The addition of 900 students for the spring 2015 semester and increased enrollment for the winter session has reduced the end-of-year shortfall from $3.4 million to $1 to $2 million, according to the university’s vice president of Administration and Finance.
The original gap was attributed to a shortfall of 370 students in the fall enrollment.
However, according to Steve Bolyai, the vice president of Administration and Finance, the administration “discussed enrollment and ways to monitor expenditures throughout the remainder of the year. It was decided not to reduce operating budgets and that any year-end shortfall would be covered by utilizing University reserves,” according to an email that was sent to the university community on Feb. 17.
In addition, Bolyai noted that “expenditure projections are running slightly more favorably than first projected in November” and that an unexpected number of staff retired or resigned, none of which will be replaced until September.
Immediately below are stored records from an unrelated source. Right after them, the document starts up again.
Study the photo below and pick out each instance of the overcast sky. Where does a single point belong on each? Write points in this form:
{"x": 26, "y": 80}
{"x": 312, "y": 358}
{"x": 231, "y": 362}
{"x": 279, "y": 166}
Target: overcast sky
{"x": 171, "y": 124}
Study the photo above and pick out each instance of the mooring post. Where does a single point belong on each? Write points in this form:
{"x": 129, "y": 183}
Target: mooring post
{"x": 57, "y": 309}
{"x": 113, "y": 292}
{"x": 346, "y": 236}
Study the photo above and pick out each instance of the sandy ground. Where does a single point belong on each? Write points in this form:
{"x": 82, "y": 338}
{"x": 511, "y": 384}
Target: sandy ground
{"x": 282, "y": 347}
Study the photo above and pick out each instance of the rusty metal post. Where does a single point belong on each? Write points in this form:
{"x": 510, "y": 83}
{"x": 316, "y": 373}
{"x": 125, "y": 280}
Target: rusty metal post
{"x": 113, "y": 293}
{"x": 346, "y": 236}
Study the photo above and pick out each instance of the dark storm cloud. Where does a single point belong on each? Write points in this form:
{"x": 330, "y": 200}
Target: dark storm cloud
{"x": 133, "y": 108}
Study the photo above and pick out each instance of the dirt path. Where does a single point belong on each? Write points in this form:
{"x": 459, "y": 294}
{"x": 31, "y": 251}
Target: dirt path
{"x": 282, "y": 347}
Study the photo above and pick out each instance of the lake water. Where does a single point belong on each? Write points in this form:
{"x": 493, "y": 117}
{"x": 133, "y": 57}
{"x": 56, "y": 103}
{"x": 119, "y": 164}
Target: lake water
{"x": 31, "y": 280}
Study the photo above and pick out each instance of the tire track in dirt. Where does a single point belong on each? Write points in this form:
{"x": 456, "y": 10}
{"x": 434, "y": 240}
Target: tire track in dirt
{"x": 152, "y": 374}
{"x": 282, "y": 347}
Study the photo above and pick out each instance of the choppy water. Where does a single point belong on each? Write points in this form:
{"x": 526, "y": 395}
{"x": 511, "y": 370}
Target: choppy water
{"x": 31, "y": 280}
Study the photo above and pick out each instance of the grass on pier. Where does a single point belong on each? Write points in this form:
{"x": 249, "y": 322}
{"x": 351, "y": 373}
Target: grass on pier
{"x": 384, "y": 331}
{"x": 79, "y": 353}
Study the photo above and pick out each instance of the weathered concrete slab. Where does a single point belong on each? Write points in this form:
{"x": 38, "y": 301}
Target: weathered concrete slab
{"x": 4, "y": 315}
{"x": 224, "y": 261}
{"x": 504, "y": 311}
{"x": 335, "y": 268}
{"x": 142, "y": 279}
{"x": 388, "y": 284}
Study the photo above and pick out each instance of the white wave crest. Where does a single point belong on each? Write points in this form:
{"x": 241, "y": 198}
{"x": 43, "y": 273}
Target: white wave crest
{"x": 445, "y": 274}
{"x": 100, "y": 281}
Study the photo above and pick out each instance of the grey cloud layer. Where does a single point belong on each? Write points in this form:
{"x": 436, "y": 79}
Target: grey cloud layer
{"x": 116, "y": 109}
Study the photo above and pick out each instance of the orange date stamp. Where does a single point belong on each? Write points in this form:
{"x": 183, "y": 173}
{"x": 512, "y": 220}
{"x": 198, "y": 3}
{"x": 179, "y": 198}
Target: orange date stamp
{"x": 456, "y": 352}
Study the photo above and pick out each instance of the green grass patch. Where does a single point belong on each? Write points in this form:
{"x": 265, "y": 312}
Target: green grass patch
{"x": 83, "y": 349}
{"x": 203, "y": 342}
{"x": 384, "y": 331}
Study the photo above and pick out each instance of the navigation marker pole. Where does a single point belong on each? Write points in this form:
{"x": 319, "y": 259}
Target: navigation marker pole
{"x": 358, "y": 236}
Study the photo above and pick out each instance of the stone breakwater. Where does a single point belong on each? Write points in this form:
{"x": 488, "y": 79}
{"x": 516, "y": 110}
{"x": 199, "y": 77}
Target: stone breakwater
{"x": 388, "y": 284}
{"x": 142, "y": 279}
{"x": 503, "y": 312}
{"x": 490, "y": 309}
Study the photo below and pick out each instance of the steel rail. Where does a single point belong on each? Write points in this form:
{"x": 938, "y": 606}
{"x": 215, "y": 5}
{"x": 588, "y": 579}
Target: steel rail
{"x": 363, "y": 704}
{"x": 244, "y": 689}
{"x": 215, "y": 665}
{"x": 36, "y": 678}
The email presented an update on the university’s current fiscal year budget and plans for the 2015-2016 budget.
In light of the deficit, Bolyai wrote, “expecting students to pay a greater share of the cost of their education or expecting the State of New Jersey to increase funding for our general operations is highly unlikely in the foreseeable future.”
“Even though our University overall is financially healthy, we must continually re-examine our institutional operations to ensure funds paid by students for their education and those received from New Jersey are expended effectively to help us achieve our strategic goals,” said Bolyai.
In the next fiscal year, the university hopes to improve retention and graduation rates, increase enrollment, continue to improve and enhance the academic reputation and image of the university and develop a diversified stream of revenue.
Bolyai wrote the university will also spend $1 million on new initiatives, including $500,000 toward increasing student scholarships, funding the Student Success Scholarship, which rewards students who completed 30 credits or more in their first year and achieved a GPA of 3.0 or higher. The other $500,000 will be used for non-recurring, one-time only expenses toward projects, equipment purchases or programs.
However, the university recognizes that they have experienced declining State funding support for many years.
“The ongoing and future financial environment facing public higher education is a significant challenge,” said Bolyai. “And we must continually re-examine our individual operations to strive for more efficiencies, consider reallocation of existing funds and seek new revenue opportunities.”
The Board of Trustees is scheduled to meet on May 1 to approve fall 2015 tuition and fees and room and board rates and will meet again June 11 to approve the fiscal year 2016 budget.